Matzah balls cook fast, about 5-7 minutes in vigorously boiling water. They're ready a minute or so after they float to the top of the pot. (All matzah balls will float to the top; that doesn't make them the aforementioned floaters, which describes how they sit in the final bowl of soup.) You can boil them directly in the soup you plan to serve them in, but I recommend boiling them in a separate pot of hot water. It's partly vanity, because matzah balls will cloud up your soup with their starchiness and it won't look as pretty. But also, I find that matzah balls keep better until you serve the soup, when you pluck them out of the water with a skimmer and keep them aside in their own bowl until you're ready to put them in the soup. I also like to store matzah balls in their own separate container in the refrigerator. (You can make matzah balls ahead of time; they are fine in the fridge for a few days, and can be reheated in the soup or just tucked cold into hot soup. I sometimes freeze them if we have a lot of extras, but like most things, they taste better fresh.)

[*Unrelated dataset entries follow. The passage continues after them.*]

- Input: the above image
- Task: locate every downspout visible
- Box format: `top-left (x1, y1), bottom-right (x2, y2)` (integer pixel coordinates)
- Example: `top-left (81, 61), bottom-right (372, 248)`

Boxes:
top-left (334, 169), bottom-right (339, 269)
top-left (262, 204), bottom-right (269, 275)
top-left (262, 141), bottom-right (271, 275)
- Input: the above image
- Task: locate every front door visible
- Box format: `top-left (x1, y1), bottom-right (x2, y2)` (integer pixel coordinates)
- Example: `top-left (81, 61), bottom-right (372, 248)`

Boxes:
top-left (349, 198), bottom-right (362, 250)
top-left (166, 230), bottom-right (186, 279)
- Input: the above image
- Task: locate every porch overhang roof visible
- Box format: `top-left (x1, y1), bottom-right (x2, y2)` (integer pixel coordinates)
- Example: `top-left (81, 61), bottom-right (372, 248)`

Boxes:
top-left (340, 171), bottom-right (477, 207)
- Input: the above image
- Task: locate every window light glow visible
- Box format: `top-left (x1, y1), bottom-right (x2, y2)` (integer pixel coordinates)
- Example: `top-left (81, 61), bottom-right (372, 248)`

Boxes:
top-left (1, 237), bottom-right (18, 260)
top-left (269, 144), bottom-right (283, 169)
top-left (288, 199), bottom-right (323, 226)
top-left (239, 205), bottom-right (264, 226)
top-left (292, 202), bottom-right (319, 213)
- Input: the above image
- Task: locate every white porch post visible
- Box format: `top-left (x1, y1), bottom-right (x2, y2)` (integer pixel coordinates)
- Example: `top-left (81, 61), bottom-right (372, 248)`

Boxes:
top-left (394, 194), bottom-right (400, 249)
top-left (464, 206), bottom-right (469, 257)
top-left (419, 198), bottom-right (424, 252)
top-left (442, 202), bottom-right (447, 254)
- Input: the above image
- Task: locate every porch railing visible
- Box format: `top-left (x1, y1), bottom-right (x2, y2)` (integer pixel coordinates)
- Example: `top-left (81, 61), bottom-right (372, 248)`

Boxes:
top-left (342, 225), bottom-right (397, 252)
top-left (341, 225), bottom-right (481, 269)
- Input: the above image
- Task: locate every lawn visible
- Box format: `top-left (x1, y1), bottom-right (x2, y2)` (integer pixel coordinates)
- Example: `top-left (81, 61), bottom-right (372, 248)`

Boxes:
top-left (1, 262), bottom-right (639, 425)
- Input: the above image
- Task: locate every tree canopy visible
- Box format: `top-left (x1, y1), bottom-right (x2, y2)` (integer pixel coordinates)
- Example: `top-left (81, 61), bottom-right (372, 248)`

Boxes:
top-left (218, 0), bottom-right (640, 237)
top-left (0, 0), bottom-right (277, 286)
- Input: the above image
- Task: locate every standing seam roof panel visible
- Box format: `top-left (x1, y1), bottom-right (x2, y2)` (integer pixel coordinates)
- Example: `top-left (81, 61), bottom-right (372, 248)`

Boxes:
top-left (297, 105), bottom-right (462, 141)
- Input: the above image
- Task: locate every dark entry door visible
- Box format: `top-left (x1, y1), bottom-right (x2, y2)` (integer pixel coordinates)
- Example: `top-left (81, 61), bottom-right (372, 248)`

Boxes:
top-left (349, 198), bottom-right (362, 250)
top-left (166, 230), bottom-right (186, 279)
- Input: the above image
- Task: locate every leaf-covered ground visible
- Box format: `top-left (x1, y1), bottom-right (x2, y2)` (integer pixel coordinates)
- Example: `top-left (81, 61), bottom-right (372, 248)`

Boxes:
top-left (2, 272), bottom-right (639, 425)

Oh yeah, and if floating hunks of carbs aren't enough for you, feel free to add some soup almonds, little diamond-shaped bits of crispy dough (shkedei marak in Hebrew). My husband calls them soup croutons, and my kids consider them mandatory.
Matzah Balls (Kneidlach) from Scratch (parve)
- 4 eggs
- ¼ cup oil, olive recommended - 60ml
- 1 ½ tsp celery salt
- ½ tsp salt, or more to taste
- ¼ tsp black pepper
- 1 cup matzah meal - 125g
- ¼ cup cold water or seltzer - 60ml
Make and chill the matzah ball mixture:
- Crack the eggs into a mixed bowl, and beat with a fork or whisk.
- Stir in the oil and the spices.
- Add the matzah meal to the bowl and stir until evenly combined.
- Then, add the cold water and stir again until well combined.
- Cover and refrigerate for 30 minutes and up to overnight.
Shape and cook the matzah balls:
- Fill a medium-sized pot filled ⅔ of the way with water. Bring the water to a rolling boil.
- When the water is boiling, remove the matzah ball mix from the fridge. Working next to the cooktop, form the mixture in balls about 1" / 2.5cm in diameter by rolling them in your hands. Drop them one by one into the boiling water.
- When the matzah balls float to the surface of the water, about 5 minutes, let them cook for 1 more minute and remove with a skimmer or slotted spoon.
- Serve in soup; you can set these aside until ready to serve or store in the refrigerator and reheat in the soup.